Sets drop down gracefully as Jo’s mind calls up a scene, from the cosy March household to Parisian ballrooms. It’s a large story, and the musical numbers and reprises closely follow the book, adapted for the stage by Sean Hartley.
Meg (Krystle Armstrong), the oldest March girl, is a dreamer. Jo (Victoria Elem-Huston), the second oldest, is headstrong and tomboyish. Beth (Michaela Koerner), the next one in age, is a homebody and fragile. Amy (Shanna Marie Palmer), the youngest, is charming but self-centered, and at 12 is too young to grasp subtleties in conversation.
They grow into young womanhood during the show. “It was fun,” Elem-Huston said, “to focus on being a 15-year-old girl and then feel the transition and move into my actual age group, the mid-20s.”
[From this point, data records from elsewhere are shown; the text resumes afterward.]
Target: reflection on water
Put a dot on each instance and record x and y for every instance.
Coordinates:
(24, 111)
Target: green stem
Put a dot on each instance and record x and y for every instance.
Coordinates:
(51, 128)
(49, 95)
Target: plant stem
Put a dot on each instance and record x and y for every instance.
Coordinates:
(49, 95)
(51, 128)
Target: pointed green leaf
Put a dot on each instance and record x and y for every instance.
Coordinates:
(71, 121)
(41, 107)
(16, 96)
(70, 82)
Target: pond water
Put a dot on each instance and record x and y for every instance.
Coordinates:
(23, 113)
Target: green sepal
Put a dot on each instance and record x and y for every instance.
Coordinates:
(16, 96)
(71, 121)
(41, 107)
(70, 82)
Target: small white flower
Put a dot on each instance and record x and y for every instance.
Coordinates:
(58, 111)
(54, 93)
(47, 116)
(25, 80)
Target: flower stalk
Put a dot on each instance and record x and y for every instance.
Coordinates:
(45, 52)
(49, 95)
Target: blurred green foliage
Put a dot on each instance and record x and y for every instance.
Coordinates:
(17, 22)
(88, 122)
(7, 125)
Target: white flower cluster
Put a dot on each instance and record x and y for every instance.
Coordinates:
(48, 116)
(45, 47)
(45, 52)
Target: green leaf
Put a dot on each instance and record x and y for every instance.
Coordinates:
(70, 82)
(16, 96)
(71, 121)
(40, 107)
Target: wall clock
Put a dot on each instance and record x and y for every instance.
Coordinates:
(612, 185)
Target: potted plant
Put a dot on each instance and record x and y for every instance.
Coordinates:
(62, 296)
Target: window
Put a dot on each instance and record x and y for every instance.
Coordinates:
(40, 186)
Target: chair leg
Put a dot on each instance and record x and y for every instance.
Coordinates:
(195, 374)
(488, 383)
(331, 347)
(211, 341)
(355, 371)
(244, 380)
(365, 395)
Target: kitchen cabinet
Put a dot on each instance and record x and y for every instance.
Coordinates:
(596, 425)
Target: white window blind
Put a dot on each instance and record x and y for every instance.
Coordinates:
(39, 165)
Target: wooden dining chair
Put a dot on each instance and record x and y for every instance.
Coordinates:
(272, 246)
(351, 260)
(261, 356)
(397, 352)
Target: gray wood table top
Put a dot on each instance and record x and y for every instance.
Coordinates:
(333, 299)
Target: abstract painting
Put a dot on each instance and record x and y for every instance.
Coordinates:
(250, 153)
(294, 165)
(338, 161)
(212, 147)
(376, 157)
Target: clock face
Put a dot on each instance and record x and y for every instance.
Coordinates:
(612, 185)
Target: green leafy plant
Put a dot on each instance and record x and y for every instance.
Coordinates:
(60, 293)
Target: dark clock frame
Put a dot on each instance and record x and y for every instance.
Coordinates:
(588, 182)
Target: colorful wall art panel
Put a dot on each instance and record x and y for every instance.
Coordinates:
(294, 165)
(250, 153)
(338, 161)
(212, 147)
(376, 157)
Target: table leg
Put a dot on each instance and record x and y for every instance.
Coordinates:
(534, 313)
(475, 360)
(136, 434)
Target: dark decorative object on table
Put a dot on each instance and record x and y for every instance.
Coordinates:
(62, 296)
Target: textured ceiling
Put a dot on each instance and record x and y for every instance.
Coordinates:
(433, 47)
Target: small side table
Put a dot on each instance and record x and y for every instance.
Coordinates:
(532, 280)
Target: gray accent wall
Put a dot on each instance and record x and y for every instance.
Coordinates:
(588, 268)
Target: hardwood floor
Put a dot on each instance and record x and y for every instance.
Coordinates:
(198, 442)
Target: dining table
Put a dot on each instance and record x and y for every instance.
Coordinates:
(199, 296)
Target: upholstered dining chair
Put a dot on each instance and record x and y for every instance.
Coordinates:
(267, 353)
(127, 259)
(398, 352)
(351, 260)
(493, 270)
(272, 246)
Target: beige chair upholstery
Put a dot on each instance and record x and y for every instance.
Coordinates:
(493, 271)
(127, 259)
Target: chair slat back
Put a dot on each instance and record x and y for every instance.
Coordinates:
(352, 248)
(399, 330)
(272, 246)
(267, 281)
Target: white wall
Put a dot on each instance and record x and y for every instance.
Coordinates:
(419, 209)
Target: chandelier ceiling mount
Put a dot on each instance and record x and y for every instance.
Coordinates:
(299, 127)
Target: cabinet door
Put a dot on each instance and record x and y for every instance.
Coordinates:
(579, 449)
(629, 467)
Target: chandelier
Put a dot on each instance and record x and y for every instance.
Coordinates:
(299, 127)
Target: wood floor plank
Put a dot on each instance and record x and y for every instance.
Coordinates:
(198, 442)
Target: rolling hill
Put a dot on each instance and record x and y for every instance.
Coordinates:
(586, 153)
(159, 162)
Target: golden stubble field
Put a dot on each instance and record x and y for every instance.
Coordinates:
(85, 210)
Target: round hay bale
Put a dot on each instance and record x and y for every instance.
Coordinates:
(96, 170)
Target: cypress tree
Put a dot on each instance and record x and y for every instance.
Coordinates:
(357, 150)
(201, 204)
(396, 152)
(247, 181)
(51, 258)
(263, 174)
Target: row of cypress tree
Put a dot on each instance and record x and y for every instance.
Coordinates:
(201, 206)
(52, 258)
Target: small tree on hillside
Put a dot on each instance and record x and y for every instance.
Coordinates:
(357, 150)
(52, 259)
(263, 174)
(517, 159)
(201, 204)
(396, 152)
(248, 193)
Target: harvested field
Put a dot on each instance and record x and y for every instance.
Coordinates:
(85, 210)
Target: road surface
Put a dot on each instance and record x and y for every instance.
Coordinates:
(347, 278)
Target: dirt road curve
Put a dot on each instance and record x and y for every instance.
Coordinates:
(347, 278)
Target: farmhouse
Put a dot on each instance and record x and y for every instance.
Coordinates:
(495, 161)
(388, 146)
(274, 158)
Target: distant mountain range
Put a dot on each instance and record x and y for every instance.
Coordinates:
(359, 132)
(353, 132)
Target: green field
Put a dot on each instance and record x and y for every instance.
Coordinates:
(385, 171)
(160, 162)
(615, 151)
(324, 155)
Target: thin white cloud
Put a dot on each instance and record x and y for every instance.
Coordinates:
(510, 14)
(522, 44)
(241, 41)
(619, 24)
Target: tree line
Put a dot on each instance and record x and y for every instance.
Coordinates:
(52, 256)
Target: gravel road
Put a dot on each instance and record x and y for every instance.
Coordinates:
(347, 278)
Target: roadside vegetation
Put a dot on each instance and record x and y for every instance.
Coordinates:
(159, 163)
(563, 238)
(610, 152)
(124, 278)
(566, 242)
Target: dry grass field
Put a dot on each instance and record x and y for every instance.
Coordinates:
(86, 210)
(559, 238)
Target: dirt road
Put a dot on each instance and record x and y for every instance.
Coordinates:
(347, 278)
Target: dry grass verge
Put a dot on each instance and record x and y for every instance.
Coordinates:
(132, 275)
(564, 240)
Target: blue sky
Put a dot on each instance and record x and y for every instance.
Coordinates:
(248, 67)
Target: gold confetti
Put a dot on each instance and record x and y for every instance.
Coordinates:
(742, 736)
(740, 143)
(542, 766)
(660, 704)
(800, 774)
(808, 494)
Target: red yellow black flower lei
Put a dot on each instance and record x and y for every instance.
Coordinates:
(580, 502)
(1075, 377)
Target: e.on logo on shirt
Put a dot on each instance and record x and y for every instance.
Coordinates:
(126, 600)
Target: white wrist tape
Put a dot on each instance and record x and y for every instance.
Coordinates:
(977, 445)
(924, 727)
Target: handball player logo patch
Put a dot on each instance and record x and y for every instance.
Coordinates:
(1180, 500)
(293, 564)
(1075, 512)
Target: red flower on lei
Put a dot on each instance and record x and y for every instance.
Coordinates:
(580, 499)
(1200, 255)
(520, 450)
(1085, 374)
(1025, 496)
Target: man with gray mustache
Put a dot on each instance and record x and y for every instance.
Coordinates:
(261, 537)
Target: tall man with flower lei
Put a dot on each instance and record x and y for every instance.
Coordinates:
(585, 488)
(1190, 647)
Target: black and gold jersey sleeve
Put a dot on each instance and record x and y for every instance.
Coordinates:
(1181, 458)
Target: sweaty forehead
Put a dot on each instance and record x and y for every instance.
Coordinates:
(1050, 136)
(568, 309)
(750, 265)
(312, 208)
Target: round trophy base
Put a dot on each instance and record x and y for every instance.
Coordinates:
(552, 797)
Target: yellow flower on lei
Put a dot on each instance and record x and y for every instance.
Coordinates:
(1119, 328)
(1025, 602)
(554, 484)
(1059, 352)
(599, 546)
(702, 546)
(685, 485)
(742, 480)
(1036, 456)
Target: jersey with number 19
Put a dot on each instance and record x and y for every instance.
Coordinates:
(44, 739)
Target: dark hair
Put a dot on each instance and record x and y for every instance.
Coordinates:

Though she’s proposed to by Laurie, (Dane Stokinger), her handsome neighbor in Concord, Jo turns down his proposal of marriage and falls in love with a man twice her age, Professor Bhaer (Chad Jennings).
The actress has a comedic and romantic duet with Bhaer called “I’m Not Perfect,” telling him her shortcomings. Other memorable tunes include Jo’s anthem of independence, “There’s a World Out There,” and Marmee’s metaphors for her daughters, “I Have a Garden.”
“They say in musical theater that characters sing when they can no longer speak,” said Elem-Huston.